Seruan Aksi Didelik UU ITE, Polresta Ambon Dinilai Kangkangi Edaran Kapolri

Nanggroe.net, Lhokseumawe| Penangkapan aktivis Himpunan Mahasiswa Islam Cabang Ambon, Risman Soulissa (RS) dinilai menuai kontroversi dikalangan publik.
Pasalnya, Risman diiamankan oleh aparat kepolisian Polresta Ambon dikarenakan postingannya di akun medsos seruan ‘Copot Presiden Jokowi’ pada 25 Juli 2021 lalu.

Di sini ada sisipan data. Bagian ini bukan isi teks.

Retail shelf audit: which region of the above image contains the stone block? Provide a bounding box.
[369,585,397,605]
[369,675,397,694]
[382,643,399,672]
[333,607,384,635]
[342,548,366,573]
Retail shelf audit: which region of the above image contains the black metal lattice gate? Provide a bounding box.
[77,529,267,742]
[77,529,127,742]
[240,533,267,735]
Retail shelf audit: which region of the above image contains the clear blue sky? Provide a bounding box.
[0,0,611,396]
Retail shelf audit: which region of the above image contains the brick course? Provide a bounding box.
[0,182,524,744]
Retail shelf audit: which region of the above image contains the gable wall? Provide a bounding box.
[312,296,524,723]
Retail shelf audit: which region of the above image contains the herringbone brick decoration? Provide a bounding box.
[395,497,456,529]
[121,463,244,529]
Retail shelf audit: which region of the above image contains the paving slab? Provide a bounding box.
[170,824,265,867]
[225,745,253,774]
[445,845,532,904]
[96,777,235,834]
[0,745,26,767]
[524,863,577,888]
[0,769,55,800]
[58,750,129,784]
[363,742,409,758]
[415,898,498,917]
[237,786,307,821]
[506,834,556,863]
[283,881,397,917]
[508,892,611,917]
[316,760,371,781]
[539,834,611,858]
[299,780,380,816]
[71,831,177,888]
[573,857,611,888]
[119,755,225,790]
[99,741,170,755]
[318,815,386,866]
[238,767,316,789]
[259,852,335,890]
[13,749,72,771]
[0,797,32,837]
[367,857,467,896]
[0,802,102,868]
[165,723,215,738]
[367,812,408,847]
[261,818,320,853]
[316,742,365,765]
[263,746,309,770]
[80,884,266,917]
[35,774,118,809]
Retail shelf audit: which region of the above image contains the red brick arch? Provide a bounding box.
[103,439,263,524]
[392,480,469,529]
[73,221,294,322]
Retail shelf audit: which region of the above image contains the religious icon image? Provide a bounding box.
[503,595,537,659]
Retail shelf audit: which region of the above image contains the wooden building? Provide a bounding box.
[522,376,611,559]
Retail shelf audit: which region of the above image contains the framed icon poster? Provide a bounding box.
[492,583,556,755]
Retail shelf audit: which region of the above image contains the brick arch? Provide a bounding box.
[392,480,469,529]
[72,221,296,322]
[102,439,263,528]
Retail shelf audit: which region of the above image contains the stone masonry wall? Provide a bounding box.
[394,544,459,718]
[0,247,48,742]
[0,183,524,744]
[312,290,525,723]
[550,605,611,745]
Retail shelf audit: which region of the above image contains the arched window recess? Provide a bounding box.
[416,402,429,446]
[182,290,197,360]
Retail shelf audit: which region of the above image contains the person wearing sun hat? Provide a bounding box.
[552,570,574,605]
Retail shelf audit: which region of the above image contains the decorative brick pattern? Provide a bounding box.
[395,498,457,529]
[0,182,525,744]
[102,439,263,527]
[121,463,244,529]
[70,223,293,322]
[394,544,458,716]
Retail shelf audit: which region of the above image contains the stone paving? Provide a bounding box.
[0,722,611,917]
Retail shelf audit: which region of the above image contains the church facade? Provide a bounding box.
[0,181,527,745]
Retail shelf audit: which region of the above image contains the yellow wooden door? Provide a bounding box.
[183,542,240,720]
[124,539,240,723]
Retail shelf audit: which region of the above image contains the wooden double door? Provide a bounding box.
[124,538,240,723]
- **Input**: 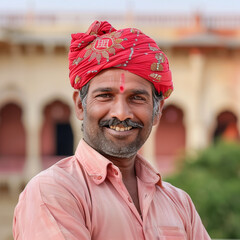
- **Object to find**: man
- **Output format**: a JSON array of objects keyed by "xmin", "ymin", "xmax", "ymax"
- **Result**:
[{"xmin": 13, "ymin": 22, "xmax": 210, "ymax": 240}]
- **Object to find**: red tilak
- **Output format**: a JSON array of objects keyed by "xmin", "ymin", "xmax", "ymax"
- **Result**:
[{"xmin": 120, "ymin": 73, "xmax": 125, "ymax": 93}]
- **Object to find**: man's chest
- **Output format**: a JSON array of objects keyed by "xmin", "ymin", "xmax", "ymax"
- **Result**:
[{"xmin": 82, "ymin": 177, "xmax": 187, "ymax": 240}]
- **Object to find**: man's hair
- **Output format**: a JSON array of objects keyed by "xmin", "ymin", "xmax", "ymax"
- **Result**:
[{"xmin": 79, "ymin": 82, "xmax": 163, "ymax": 116}]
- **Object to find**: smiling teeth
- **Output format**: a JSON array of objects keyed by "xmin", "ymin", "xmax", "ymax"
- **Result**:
[{"xmin": 110, "ymin": 126, "xmax": 132, "ymax": 132}]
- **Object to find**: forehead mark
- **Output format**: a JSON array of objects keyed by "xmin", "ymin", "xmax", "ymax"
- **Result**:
[{"xmin": 120, "ymin": 73, "xmax": 125, "ymax": 93}]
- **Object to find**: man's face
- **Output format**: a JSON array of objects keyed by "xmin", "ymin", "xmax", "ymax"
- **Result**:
[{"xmin": 74, "ymin": 69, "xmax": 158, "ymax": 158}]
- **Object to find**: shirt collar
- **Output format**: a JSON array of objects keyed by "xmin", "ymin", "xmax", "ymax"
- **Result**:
[
  {"xmin": 75, "ymin": 139, "xmax": 112, "ymax": 184},
  {"xmin": 75, "ymin": 139, "xmax": 162, "ymax": 187}
]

Atas dasar itu, Himpunan Mahasiswa Islam Cabang Lhokseumawe-Aceh Utara mengecam atas penangkapan Risman yang dinilai tidak sesuai prosedural hukum.

“Kita sangat menyangkan penangkapan Aktivis HMI Ambon ‘Risman’, yang cacat prosedur hukum, anehnya seruan copot jabatan presiden itu bagian dari kritik dan kemerdekaan berpendapat yang dilindungi oleh konstitusi dan Peraturan Perundang-undangan, tapi malah ditangkap dan dijerat UU ITE, ini sama sekali menciderai aturan yang berlaku,” kata Muhammad Fadli, Ketua Umum terpilih/Formatuer HMI Cabang Lhokseumawe-Aceh Utara, dalam keterangan persnya, Rabu (28/07/2021) sekira pukul 13.00 WIB

Dikatakan Fadli, insiden tersebut juga terkesan Polresta Ambon melampaui wewenangnya selaku bagian dari Insitusi Polri, dan tidak mencerminkan polisi sebagai mitra masyarakat.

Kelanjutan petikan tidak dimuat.